H. Default under Section 42 of the Act is with respect to offer and acceptance of money through Private Placement. Accordingly, the period of offer for the Private Placement and period of acceptance thereof is the period of default. In the instant case, the default commenced on 14.01.2020 that is the date of issue of Private Placement Offer and in absence of any remedial rectification, it continued till 18.02.2020. On the date of commencement of the default, the Applicant Company stated that it was a start up Company. However, on such date, Section 446B of the Act was not applicable to the Sections other than 92(5), 117(2) and 137(3) of the Act. I am constrained not to extend the benefit a benevolent provision of Section 446B to the noticees on account of their sheer negligence.
I. I have carefully examined the facts of the case, applicable laws thereon and thought through the mitigating circumstances adverting to Rule 3(12) of the Companies Adjudication of Penalties Rules, 2014 for levying the penalty for the aforesaid default. Factoring in the mitigating circumstances and Rule 3(12) the Companies Adjudication of Penalties Rules, 2014, I am of the view that a collective penalty amount of Rs.17,50,000 /-(Rupees Seventeen Lakhs Fifty Thousands only) shall be commensurate to the nature of default.
J. Now, in exercise of the powers conferred on the Adjudicating Officer vide Notification dated 24th March 2015, having considered the facts and circumstances of the case, I hereby impose penalty of Rs.4,37,500 /-(Rupees Four Lakhs Thirty Seven Thousands Five Hundred only) each on the Company and Mr ABHINAV AGARWAL (Whole Time Director), Mr ABHISHEK AGARWAL (Whole Time Director) and Mr ANANTHA RAJARAM RAMAN (Director) under Section 42(10) for default under Section 42(3) read with Rule 14(8) of the Rules, Section 42(4) and Section 42(6) of the Act.

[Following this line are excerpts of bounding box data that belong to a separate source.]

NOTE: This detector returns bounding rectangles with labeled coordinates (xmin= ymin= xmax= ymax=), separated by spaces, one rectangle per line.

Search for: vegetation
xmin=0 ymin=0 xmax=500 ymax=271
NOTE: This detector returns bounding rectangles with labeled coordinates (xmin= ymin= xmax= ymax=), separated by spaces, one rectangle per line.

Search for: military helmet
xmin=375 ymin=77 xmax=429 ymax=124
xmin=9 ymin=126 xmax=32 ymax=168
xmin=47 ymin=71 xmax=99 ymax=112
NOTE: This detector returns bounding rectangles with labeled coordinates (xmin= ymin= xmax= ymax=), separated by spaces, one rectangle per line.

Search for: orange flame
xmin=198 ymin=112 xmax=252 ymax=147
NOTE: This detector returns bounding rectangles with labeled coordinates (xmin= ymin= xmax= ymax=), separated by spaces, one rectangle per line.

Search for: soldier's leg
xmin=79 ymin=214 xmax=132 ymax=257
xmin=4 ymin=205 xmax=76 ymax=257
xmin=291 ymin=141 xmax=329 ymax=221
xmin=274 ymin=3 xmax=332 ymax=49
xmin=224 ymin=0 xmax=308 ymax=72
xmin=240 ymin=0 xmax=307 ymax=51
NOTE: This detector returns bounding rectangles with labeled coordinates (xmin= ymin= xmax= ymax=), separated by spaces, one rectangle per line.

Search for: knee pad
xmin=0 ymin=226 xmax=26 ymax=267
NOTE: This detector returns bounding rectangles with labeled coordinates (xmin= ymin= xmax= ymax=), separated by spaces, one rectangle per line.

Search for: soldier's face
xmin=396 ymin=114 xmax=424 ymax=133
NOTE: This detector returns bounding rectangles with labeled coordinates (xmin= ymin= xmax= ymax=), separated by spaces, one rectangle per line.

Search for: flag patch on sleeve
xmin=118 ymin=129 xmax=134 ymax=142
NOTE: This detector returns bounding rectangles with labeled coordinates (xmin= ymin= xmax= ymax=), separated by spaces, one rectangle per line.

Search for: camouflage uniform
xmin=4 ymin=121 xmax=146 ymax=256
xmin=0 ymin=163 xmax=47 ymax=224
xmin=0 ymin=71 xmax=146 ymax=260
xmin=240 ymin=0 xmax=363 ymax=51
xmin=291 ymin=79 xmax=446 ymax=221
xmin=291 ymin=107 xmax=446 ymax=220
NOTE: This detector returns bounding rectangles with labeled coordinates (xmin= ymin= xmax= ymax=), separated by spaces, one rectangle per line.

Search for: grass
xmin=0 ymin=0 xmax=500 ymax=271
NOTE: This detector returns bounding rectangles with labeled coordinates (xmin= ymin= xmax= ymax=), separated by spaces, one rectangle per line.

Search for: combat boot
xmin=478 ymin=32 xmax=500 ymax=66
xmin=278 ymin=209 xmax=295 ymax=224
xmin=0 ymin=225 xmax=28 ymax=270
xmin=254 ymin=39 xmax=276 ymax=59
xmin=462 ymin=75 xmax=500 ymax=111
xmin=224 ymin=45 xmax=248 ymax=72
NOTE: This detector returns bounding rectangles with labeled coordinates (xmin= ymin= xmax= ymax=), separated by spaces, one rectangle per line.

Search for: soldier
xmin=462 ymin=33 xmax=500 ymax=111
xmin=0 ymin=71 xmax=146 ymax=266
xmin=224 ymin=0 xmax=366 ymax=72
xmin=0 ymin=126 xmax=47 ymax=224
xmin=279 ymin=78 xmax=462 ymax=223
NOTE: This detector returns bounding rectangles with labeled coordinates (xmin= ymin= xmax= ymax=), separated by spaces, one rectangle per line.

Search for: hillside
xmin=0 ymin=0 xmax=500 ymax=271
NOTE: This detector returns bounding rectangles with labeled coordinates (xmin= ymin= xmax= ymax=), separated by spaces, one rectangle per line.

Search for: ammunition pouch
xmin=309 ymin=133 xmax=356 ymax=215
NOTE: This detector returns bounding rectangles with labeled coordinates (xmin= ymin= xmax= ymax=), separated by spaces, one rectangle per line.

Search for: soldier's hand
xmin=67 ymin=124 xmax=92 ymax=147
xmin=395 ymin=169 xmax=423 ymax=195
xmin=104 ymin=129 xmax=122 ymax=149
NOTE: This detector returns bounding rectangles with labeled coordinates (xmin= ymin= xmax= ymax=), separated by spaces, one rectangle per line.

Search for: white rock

2. The details of penalty imposed on the company, officers in default and others are shown in the table below:
| (A) | Name of person on whom penalty imposed (B) | Rectification of Default required
(C) |
Penalty Amount
(D) |
Additional Penalty (E) (*Per day of continuing default i.e. date of rectification of default less order issue date) | Maximum limit for Penalty (F) |
| 1 | PURPLE STYLE LABS LIMITED having CIN as U18204MH2015P LC267215 | NA | 437500 | 0 | 20000000 |
| 2 | ABHINAV AGARWAL having DIN as 07178846 |
NA | 437500 | 0 | 20000000 |
| 3 | ABHISHEK AGARWAL having DIN as 07237807 |
NA | 437500 | 0 | 20000000 |
| 4 | ANANTHA RAJARAM RAMAN having DIN as 07583284 | NA | 437500 | 0 | 20000000 |
3. The notified officers in default/noticee shall rectify the default mentioned above and pay the penalty, so applicable within 90 days of receipt of the order.
4. The notified officers in default/noticee shall pay the penalty amount via ‘e-Adjudication’ facility which can be accessed through the respective login IDs on the website of Ministry of Corporate Affairs and upload the copy of paid challan / SRN of e-filing (if applicable) on the ‘e-Adjudication’ portal itself. It is also directed that the penalty so imposed upon the officers in default shall be paid from their personal sources/income.
5. Appeal against this order may be filed in writing with the Regional Director, RD Mumbai within a period of sixty days from the date of receipt of this order, in Form ADJ setting for the grounds of appeal and shall be accompanied by a certified copy of this order [Section 454 (5) & 454 (6) of the Act, read with Companies (Adjudication of Penalties) Rules, 2014].
6. For penal consequences of non-payment of penalty within the prescribed time limit, please refer Section 454(8) of the Companies Act, 2013.